Gummy Stem Blight Resistance
by Luis Rivera, Gabe Gusmini and Todd C. Wehner
Department of Horticultural Science
North Carolina State University
Raleigh, NC 27695-7609
Gummy stem blight caused by Didymella bryoniae (Auersw.) Rehm [=Mycosphaerella citrullina (C.O.Sm.) Gross. and Mycosphaerella melonis (Pass) Chiu & Walker] and its anamorph Phoma cucurbitacearum (Fr.:Fr.) Sacc. [=Ascochyta cucumis Fautrey & Roum] is one of the most destructive diseases of watermelon. Resistance to gummy stem blight was ranked for several years by U.S. watermelon researchers as the third most important trait for germplasm evaluation (after bacterial fruit blotch and Fusarium wilt). Gummy stem blight was first described by Fautrey and Roumeguere in France as the disease caused on cucumber by Ascochyta cucumis in 1891. In 1917, gummy stem blight was reported for the first time in the U.S. affecting watermelon fruit from Florida, where it is still an important limiting factor for the watermelon industry. One severe gummy stem blight epidemic on watermelon was reported in the Southeastern USA, with over 15% of the watermelon crop in South Carolina abandoned before harvest. In addition, severe economic losses have been reported during transportation and in storage due to the disease commonly known on fruit as black rot.
Relevant characteristics of these disease/fungus are:
- Symptoms are evident as crown blight, stem cankers, and extensive defoliation, with necrotic areas on the cotyledons, hypocotyls, leaves, and fruit.
- D. bryoniae is a seed-borne, air-borne, or soil-borne fungus capable to survive in vegetable debris in the field during the winter
- D. bryoniae is a facultative necrotroph: the production of exudates from lesions helps the fungus in its growth and infection
- There is no evidence of race specialization for this pathogen and breeders and pathologists usually use a mixture of isolates to test cucurbits for resistance to D. bryoniae
Methods of seedling screening for resistance to gummy stem blight are based on spraying the seedlings with a water suspension of spores collected from in vitro cultures of the pathogen.

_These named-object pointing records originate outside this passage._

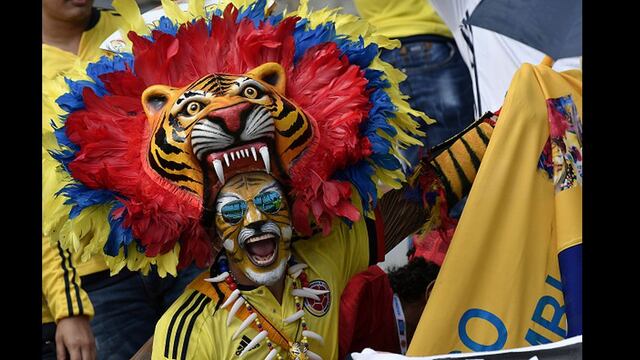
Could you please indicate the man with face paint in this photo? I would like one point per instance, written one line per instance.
(252, 216)
(288, 291)
(271, 294)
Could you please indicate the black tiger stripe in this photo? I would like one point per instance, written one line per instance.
(297, 125)
(175, 316)
(300, 140)
(176, 137)
(466, 184)
(65, 271)
(483, 136)
(183, 319)
(212, 85)
(197, 83)
(175, 124)
(451, 198)
(174, 177)
(75, 286)
(472, 154)
(187, 335)
(161, 141)
(172, 165)
(286, 110)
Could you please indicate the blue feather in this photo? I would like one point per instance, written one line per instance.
(80, 197)
(253, 12)
(275, 19)
(375, 79)
(167, 26)
(106, 65)
(73, 100)
(61, 135)
(413, 194)
(360, 175)
(386, 161)
(119, 236)
(305, 39)
(357, 53)
(64, 157)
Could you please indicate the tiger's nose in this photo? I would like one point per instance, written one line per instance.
(230, 116)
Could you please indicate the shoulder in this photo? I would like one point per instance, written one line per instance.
(183, 325)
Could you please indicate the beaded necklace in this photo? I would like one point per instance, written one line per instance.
(296, 350)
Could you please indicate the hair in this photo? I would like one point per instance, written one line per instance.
(410, 281)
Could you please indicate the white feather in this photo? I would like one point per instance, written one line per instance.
(311, 334)
(254, 342)
(232, 297)
(313, 356)
(294, 317)
(271, 355)
(218, 278)
(244, 325)
(305, 293)
(296, 267)
(234, 309)
(315, 291)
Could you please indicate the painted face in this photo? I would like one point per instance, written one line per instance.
(221, 125)
(253, 221)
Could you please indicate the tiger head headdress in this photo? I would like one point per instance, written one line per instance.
(206, 94)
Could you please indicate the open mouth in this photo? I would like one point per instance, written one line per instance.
(249, 157)
(262, 249)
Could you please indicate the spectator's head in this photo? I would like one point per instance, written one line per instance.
(67, 10)
(413, 283)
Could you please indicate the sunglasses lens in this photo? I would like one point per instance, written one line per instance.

Among commercial cultivars of watermelon, ‘Congo’ is the least susceptible to gummy stem blight, ‘Fairfax’ intermediate, and ‘Charleston Gray’ the most susceptible. Dr. J.D. Norton in the years between 1978 and 1995 developed resistant watermelon cultivars from two crosses (‘Jubilee’ X PI 271778, ‘Crimson Sweet’ X PI 189225) by selecting disease-resistant seedlings from backcrossed families. ‘AU–Jubilant’ and ‘AU–Producer’, ‘AU–Golden Producer’, and ‘AU–Sweet Scarlet’ were released with moderate to high resistance to anthracnose, Fusarium wilt, and gummy stem blight. However, they were much less resistant to gummy stem blight than the resistant parents PI 189225 and PI 271778. To date, no cultivars of watermelon, muskmelon, or cucumber have been released that have high resistance to natural epidemics of gummy stem blight in the field.